• sandra

[L’île de Ré. 3]

Loix, mon amour


Je suis allée dire bonjour à Loix parce que c’est un de mes villages préférés.

J’emprunte toujours la piste du bord de mer parce que le bord de mer, ça ne se discute pas.

Je me souviens encore de la première fois où j’y ai mis les pieds. J’étais venue sur l’île avec mes parents, on avait loué des vélos et pendant qu’ils vivaient leur vie paisible, moi j’allais, je venais sans but précis. Je prenais les pistes au hasard, laissant la surprise me cueillir et le paysage me ramasser.

Après Saint-Martin, j’avais décidé de pousser la curiosité un peu plus loin, encore un peu et encore un petit peu.

Le dos chauffé par le soleil, j’étais arrivée devant le port de Loix et j’avais été saisie par la beauté simple de ses murs blancs. En réalité, c’est un peu rikiki mais ça suffit largement pour dessiner une carte postale. Depuis, chaque fois que je vais sur l’île, je pars retrouver ce port aux trois bateaux et le café de la petite place.

Hier, tout était encore fermé parce que l’île, elle se prépare, elle se refait une beauté.

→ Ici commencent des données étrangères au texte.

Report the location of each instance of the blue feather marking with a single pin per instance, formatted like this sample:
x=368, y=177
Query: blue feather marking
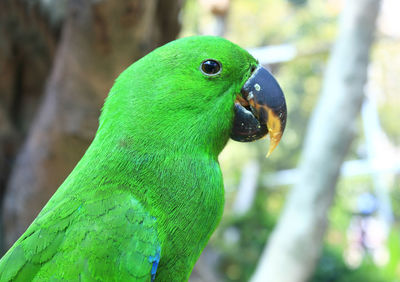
x=155, y=260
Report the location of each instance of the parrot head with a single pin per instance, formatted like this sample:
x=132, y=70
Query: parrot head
x=198, y=91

J’ai trouvé une petite dame derrière une vitre en plexiglas qui préparait des crêpes au caramel et des chocolats chauds. Quelques tables étaient installées et je me suis sentie invitée à prendre le goûter.

J’ai partagé ma crêpe avec First parce qu’il l’avait bien mérité, il commence tout doucement à s’habituer à la remorque même si, sur les pistes un peu bancales, il est parfois chahuté.

J’aimerais bien voyager avec lui mais je crois qu’il n’est pas encore prêt. Il est vieux et toutes ces conneries de caisse roulante, ça ne le fait pas vraiment marrer. Lui, ce qu’il préfère, c’est les balades au bord de mer, les roulades de joie, sa gamelle du matin et aussi celle du soir.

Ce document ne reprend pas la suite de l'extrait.